> -----Original Message-----
> From: Thomas Monjalon <tho...@monjalon.net>
> Sent: Wednesday, September 29, 2021 12:11 PM
> To: Jiany Wu <wujianyue...@gmail.com>; Burakov, Anatoly
> <anatoly.bura...@intel.com>
> Cc: users@dpdk.org; Richardson, Bruce <bruce.richard...@intel.com>;
> olivier.m...@6wind.com; dmitry.kozl...@gmail.com;
> step...@networkplumber.org; Mcnamara, John
> <john.mcnam...@intel.com>
> Subject: Re: [dpdk-users] can we reserve hugepage and not release
> 
> 29/09/2021 12:16, Burakov, Anatoly:
> > From: Thomas Monjalon <tho...@monjalon.net>
> > > 18/09/2021 04:37, Jiany Wu:
> > > > Hello,
> > > >
> > > > I met a scenario that, need to start and stop the container many
> > > > times for the hugepage. But after several times container start
> > > > and stop, the hugepage is not able to reserve.
> > > > Hugepage size is 2MB, and HW only support 2MB, can't support 1GB.
> > > > Is there anyway to make sure the hugepage is still kept continuous?
> > > > Thanks indeed.
> > >
> > > Interesting question.
> > > I think we need to address it in the DPDK documentation.
> > >
> > > Anatoly, Stephen, Bruce, any advice please?
> > >
> >
> > Hi,
> >
> > From description, I don't quite understand what's the issue here. Is the
> problem about "contiguousness of memory", or is it about inability to reserve
> more hugepages?
> 
> I think the issue is that sometimes some pages are not properly released, so
> we cannot reserve them again.
> That's something I experienced myself.
> Any trick to reset hugepages state?

[[AB]] 
Under normal circumstances, the hugepage files would just be deleted and 
recreated the next time a primary process initializes even if there are 
leftover pages.

That said, assuming the pages are not "released" because DPDK has left a few 
files behind and a new container doesn't have permissions to delete them (or 
can't for some other reason), then there is very little DPDK can do other than 
track down all memory leaks. For example, using RX callback feature is 
intentionally causing a memory leak because by default the API will not free 
the callback structure as we cannot guarantee that there are no Dataplane 
threads still using that structure.
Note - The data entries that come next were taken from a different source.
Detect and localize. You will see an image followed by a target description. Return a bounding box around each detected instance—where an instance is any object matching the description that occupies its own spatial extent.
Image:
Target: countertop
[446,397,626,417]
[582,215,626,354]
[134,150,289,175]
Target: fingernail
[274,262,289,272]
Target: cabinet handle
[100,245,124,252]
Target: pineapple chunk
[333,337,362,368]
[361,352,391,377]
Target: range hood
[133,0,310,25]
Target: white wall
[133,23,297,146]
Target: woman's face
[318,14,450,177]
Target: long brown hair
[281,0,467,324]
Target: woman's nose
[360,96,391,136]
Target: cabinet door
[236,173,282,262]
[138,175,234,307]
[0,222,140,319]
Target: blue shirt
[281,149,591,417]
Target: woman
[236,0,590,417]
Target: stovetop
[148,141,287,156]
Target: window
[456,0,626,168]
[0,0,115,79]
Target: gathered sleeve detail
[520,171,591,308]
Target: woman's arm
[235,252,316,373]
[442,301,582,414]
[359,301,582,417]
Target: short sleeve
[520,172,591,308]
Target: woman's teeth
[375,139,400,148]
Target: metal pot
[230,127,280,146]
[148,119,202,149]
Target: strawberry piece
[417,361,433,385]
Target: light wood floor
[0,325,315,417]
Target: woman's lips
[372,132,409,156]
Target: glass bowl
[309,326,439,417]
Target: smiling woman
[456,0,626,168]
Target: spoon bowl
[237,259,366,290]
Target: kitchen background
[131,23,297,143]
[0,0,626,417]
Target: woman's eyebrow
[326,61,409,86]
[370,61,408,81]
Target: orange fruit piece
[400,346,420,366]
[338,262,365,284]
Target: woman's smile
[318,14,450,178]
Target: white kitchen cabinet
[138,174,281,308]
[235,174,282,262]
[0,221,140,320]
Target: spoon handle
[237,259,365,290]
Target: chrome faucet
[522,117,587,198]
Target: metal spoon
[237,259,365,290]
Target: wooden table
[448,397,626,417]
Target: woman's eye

Individual drivers/libraries might also 
leak memory due to e.g. secondary process usage. For example, in the general 
case, if something is meant to be shared by primary and secondary, but primary 
cannot free() it because it might still be used by secondaries, and secondaries 
have no way of verifying whether the resource is being used by other processes, 
or can be freed.

Put it simply, sometimes DPDK may leak memory either out of necessity, or even 
intentionally, to avoid potential use-after-free errors, and there's no general 
way to solve this problem that I'm aware of. This is the kind of stuff 
--in-memory mode was introduced to address, as when hugepages are in memory, 
there can never be leaks because we never touch the filesystem in the first 
place, so if there is a recommended way to address this at all, it would be 
--in-memory mode. 

> 
> > How are hugepages assigned to your container?
> > Have you tried using --in-memory mode?